You've probably heard about the Awful Tweets About Japan That Got People Fired. Mississippi governor Haley Barbour's press secretary wrote one. Comedian Gilbert Gottfried wrote a whole bunch of them, costing him a cushy gig with the insurance company Aflac as the voice of their bespoke duck.
(And yes, a lot of people wrote and tweeted insensitive things about Japan that didn't get them canned, including 50 Cent and Rush Limbaugh.)
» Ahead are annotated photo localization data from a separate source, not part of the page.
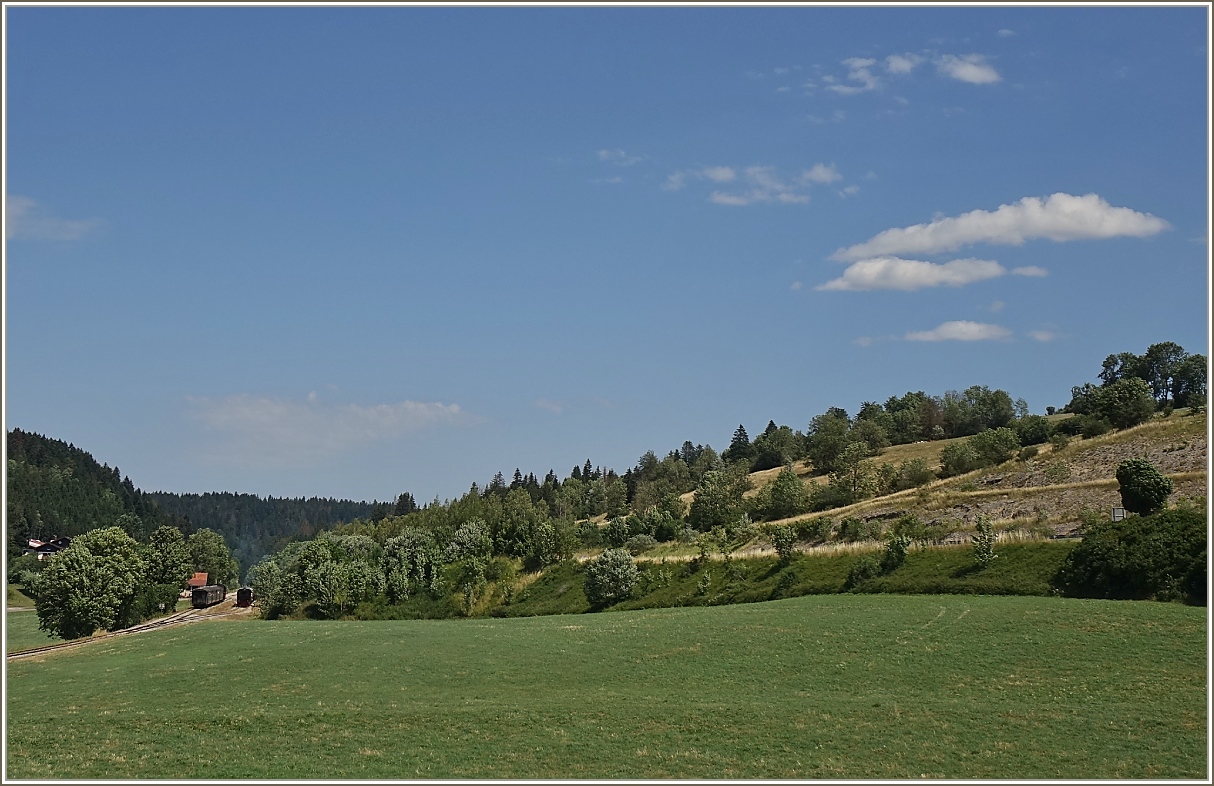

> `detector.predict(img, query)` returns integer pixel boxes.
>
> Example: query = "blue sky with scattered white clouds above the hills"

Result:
[5,6,1209,501]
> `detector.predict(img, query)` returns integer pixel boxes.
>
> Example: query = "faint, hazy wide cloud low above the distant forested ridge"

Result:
[187,392,465,468]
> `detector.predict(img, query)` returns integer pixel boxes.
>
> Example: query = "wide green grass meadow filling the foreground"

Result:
[7,595,1208,779]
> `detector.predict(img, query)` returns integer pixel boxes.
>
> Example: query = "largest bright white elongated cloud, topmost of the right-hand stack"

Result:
[833,193,1169,261]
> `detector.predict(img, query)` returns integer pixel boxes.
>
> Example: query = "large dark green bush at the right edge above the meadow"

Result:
[1054,508,1207,604]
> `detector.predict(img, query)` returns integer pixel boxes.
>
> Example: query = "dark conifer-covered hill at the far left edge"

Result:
[7,429,185,554]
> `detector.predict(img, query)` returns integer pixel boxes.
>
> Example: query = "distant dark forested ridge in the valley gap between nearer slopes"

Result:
[148,491,375,570]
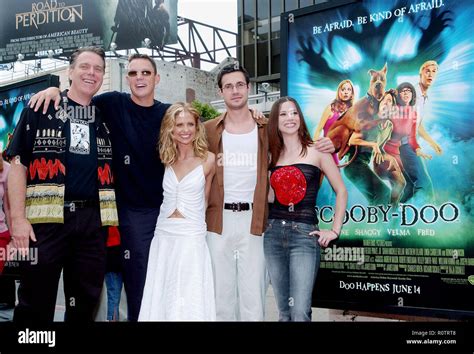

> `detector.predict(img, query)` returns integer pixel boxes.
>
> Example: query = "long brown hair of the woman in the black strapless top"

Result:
[268,96,313,168]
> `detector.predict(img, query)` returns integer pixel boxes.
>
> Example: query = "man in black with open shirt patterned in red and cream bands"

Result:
[7,47,118,325]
My editor and I started wondering something specific about Twitter, based on an article James Poniewozik wrote in Time suggesting that Twitter can get you "in deep trouble for stepping just this across the line of practices that make you popular on Twitter — and that you're rewarded for, up until the second that you're not." (He's in the piece I have on Friday's Morning Edition, explaining the new word he invented: "twimmolation.") Are the lines different on Twitter than in live performance? The medium just seems so fast and unfiltered.
But the comics I talked to didn't think so. They said they actually edit their tweets more carefully than off-the-cuff lines in their live performances. Paula Poundstone says getting a joke down to 140 characters requires careful work. "I like to make punctuation the last thing I throw out," she adds sternly.
Lisa Lampanelli agreed — she says she hates it when her tweets look like a 12-year-old's. (I'm proud, by the way, that this piece marks Lampanelli's first appearance on NPR News.) She said Twitter can be deceptive in the sense that it feels like a huge human community but without human cues about how to react and respond. And both comics said the only line they refuse to cross is saying something not funny. Gilbert Gottfried seems to have thought his tweets were funny. So he posted them.
For her part, Paula Poundstone says she's got nothing to say about Japan that's funny.